In 1984, one of New Zealand’s biggest pop hits was released; it is called Poi E and is sung entirely in Maori, a NZ first. In 1988, Dave Dobbyn (member of Th’ Dudes) and Herbs released Slice of Heaven, a song you are guaranteed to hear at any NZ sports game.

Then we have the sad story of Darcy Clay, a troubled musician who released one album of great songs including Jesus I was evil. In 1995, OMC release How Bizarre, a very catchy pop tune that all Kiwis know.
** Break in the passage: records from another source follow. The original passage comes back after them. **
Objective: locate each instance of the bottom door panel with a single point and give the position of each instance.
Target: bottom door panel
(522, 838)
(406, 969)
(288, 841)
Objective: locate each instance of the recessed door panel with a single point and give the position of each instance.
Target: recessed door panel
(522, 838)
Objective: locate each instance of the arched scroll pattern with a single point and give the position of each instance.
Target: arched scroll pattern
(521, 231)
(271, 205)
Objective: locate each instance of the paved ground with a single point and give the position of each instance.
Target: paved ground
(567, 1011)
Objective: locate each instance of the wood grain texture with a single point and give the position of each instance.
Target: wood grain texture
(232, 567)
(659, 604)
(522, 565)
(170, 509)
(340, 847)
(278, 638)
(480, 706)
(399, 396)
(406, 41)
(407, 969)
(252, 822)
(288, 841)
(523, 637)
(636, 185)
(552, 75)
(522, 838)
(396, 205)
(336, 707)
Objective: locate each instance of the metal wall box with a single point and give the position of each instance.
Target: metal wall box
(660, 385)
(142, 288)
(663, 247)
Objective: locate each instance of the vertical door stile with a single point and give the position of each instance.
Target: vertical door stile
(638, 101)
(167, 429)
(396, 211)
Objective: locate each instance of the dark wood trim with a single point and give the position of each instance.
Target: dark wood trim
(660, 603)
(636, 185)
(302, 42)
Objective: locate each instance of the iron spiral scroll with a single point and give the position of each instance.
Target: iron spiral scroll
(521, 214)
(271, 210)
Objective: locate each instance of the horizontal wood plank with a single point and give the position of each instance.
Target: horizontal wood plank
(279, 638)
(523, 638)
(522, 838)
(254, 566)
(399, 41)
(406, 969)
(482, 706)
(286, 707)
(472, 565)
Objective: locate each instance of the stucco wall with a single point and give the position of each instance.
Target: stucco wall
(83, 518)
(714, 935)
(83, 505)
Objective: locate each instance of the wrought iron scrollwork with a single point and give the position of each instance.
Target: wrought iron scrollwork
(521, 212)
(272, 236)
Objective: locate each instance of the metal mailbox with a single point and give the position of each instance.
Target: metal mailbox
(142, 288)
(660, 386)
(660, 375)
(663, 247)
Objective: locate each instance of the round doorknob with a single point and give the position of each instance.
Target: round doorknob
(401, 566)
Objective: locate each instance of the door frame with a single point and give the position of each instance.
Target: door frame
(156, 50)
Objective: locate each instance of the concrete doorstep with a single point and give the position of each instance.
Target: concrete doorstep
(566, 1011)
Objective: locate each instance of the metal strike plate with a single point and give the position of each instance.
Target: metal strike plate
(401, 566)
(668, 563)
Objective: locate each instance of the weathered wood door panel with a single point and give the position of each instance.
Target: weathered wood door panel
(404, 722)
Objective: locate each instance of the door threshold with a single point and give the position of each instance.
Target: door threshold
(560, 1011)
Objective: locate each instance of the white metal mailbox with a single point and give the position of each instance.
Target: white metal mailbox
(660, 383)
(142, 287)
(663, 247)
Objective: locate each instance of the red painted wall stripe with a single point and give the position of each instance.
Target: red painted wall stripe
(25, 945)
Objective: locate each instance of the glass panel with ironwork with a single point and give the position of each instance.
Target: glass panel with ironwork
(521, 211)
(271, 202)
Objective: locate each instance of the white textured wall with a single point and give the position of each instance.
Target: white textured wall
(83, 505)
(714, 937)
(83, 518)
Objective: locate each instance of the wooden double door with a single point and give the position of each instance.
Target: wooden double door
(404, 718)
This song topped the charts in six countries and peaked at number two on the United States’ Billboard Top 100.

During Spice Girls mania, we also had our own girl bands, True Bliss, who won the first X-factor/American Idol type show, and Deep Obsession. In the early 2000s, we had artists such as Bic Runga and bands including Fur Patrol, Stellar, The Datsuns (one of NZ’s best rock bands), and Goodshirt. In my opinion, Goodshirt released one of the best music videos ever made with their hit Sophie. At the same time Scribe and Che Fu, arguably New Zealand’s most famous rap artists, started to release their hits.

New Zealand’s electronica scene is not huge but what we have is great. Two successful bands in this genre are Shapeshifter and Minuit. Mainstream reggae and dub took off in the mid-2000s, with the release of Fat Freddys Drop’s album, Based on a True Story. This time period saw the emergence of a lot of dub bands including Salmonella Dub, Katchafire, Kora, Rhombus and The Black Seeds.

Flight of the Conchords gained international success and introduced America to New Zealand’s dry sense of humour with their HBO show of the same name.

In the 2000s, New Zealand saw a lot of alternative bands releasing their great tunes; bands such as Naked and Famous, Die Die Die and The Mint Chicks. The members of The Mint Chicks went on to form Unknown Mortal Orchestra and Opossum. We also have the indie band, The Phoenix Foundation, and artist Liam Finn (son and nephew of Split Enz’ members).

A NZ artist who really pushes musical boundaries is Connan Mockasin with his psychedelic pop music. New Zealand’s recent successful musicians include the likes of Kimbra, Broods and of course, Lorde.

New Zealand’s passion for music doesn’t come from monetary value or fame, as we don’t have a music industry big enough to support that mindset. NZ musicians do it purely for their love of music. To see local talented musicians in your region check out Under The Radar and Cheese On Toast online, or The Fold in your local café. New Zealand music month is celebrated for the month of May with special releases, gigs and shows.